Aveva 24 anni, era corrispondente del quotidiano L’Ora da Termini Imerese, aveva scritto articoli e inchieste sugli intrecci tra mafia e politica nella zona delle Madonie.

La mattina del 3 maggio, Cosimo esce di casa verso le 11, ben vestito, con il solito cravattino, rasato e profumato. La sera, non vedendolo rincasare, i genitori e le tre sorelle si impensierirono. Cosimo non farà più ritorno a casa.

Vane le ricerche dei parenti, degli amici, dei carabinieri. Furono giorni di cupa, profonda, assoluta disperazione. Il cadavere del giovane cronista fu trovato alle 15,35 del 5 maggio lungo la strada ferrata della linea Palermo-Messina, tra le stazioni di Termini Imerese e Trabia. Il padre, impiegato delle Ferrovie, apprese dalla radio la notizia della presenza di un corpo senza vita sui binari del treno e accorse sul luogo del ritrovamento.

Per anni si seguì la pista del suicidio. Negli anni ’90 il caso venne riaperto, ma non trovò una spiegazione giudiziaria diversa per la sua morte.

Nel 1966 il Vice Questore di Palermo Angelo Mangano, indagando sulla mafia delle Madonie, raccolse le confessioni e nuovi elementi investigativi in un voluminoso dossier, e fece riaprire l’inchiesta sulla morte del giornalista. La nuova tesi investigativa parlava di omicidio. Il 12 luglio di quell’anno la magistratura ordinò la riesumazione del corpo e l’autopsia sul cadavere di Cristina. L’esito dell’autopsia eseguita presso il cimitero di Termini Imerese dai professori Ideale del Carpio e Marco Stassi confermò la tesi del suicidio ribaltando le risultanze investigative di Mangano. Il 3 ottobre 1966 la storia di Cosimo Cristina fu archiviata definitivamente come suicidio.

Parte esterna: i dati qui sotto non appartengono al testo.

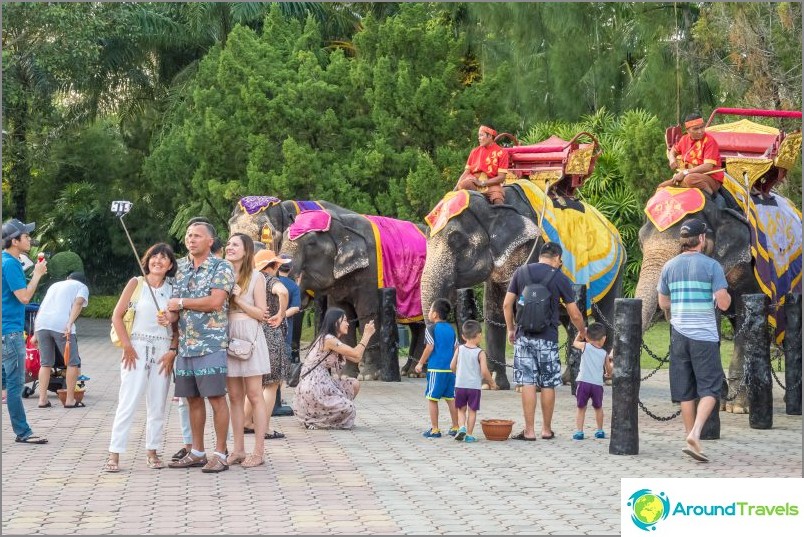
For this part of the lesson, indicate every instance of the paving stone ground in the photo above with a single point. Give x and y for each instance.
(382, 477)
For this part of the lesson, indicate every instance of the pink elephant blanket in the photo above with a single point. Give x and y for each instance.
(401, 253)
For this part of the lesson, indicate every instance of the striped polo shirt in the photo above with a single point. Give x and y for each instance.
(691, 279)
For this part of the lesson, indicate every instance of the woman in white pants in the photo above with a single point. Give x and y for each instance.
(148, 355)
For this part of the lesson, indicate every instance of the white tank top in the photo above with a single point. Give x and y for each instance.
(145, 313)
(467, 370)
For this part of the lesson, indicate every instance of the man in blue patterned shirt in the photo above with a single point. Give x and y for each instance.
(691, 286)
(200, 303)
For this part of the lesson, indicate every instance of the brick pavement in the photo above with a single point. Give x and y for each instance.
(380, 478)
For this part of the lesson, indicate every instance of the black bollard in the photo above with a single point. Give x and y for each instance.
(573, 354)
(626, 377)
(387, 336)
(792, 354)
(757, 378)
(466, 307)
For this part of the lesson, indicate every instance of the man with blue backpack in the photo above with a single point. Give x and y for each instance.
(536, 289)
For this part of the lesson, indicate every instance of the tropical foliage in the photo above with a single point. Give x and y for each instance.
(184, 107)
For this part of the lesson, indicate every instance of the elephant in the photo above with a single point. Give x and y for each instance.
(342, 262)
(485, 244)
(729, 242)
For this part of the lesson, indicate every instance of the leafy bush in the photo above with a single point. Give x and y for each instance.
(100, 307)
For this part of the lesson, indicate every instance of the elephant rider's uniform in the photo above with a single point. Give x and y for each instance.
(484, 164)
(691, 153)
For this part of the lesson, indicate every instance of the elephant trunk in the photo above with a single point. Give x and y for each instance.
(657, 251)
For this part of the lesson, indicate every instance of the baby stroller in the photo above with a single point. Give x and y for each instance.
(58, 378)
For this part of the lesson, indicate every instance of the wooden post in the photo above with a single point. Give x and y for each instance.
(573, 354)
(757, 378)
(387, 336)
(792, 354)
(626, 377)
(466, 307)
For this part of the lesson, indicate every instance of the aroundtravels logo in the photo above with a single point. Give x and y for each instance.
(648, 508)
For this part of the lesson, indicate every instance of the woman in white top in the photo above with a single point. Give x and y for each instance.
(247, 307)
(148, 355)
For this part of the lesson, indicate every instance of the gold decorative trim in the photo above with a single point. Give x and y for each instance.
(753, 167)
(579, 162)
(789, 151)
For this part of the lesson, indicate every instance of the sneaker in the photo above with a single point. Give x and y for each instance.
(189, 461)
(215, 465)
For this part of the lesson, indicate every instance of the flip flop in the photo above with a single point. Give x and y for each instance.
(697, 455)
(521, 436)
(31, 440)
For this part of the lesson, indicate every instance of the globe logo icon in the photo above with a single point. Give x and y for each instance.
(648, 508)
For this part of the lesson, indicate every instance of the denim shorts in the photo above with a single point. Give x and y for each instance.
(536, 363)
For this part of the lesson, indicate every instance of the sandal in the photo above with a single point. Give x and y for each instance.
(155, 463)
(252, 461)
(111, 466)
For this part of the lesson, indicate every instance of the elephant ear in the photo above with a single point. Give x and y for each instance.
(351, 247)
(508, 230)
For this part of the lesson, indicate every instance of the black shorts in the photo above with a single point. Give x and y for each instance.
(695, 368)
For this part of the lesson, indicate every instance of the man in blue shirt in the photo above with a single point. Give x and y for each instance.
(16, 293)
(294, 303)
(691, 285)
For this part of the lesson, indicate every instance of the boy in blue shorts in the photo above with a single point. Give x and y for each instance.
(594, 363)
(440, 343)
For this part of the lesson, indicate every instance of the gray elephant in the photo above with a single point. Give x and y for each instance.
(730, 243)
(473, 242)
(339, 255)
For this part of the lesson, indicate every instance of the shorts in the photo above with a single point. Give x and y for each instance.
(536, 363)
(695, 368)
(585, 391)
(201, 376)
(49, 341)
(440, 385)
(467, 397)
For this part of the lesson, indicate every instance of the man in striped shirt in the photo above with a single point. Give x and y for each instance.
(691, 286)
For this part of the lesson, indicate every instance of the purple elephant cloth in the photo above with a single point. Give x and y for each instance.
(309, 221)
(255, 204)
(403, 250)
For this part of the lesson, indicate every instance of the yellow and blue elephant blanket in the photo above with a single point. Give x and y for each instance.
(593, 249)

Ci sono voluti quasi 30 anni dalla sua morte frettolosamente archiviata come suicidio, perché si tornasse a parlare del giovane giornalista Cosimo Cristina e della sua attività giornalistica. Un processo di disvelamento e di riscoperta da parte di una cittadina che lo aveva sepolto “senza un funerale” nel 1960. Per la giustizia si trattò di suicidio; per chi ha conosciuto Cosimo Cristina e per chi ha studiato la sua storia fu invece un omicidio, omicidio di mafia.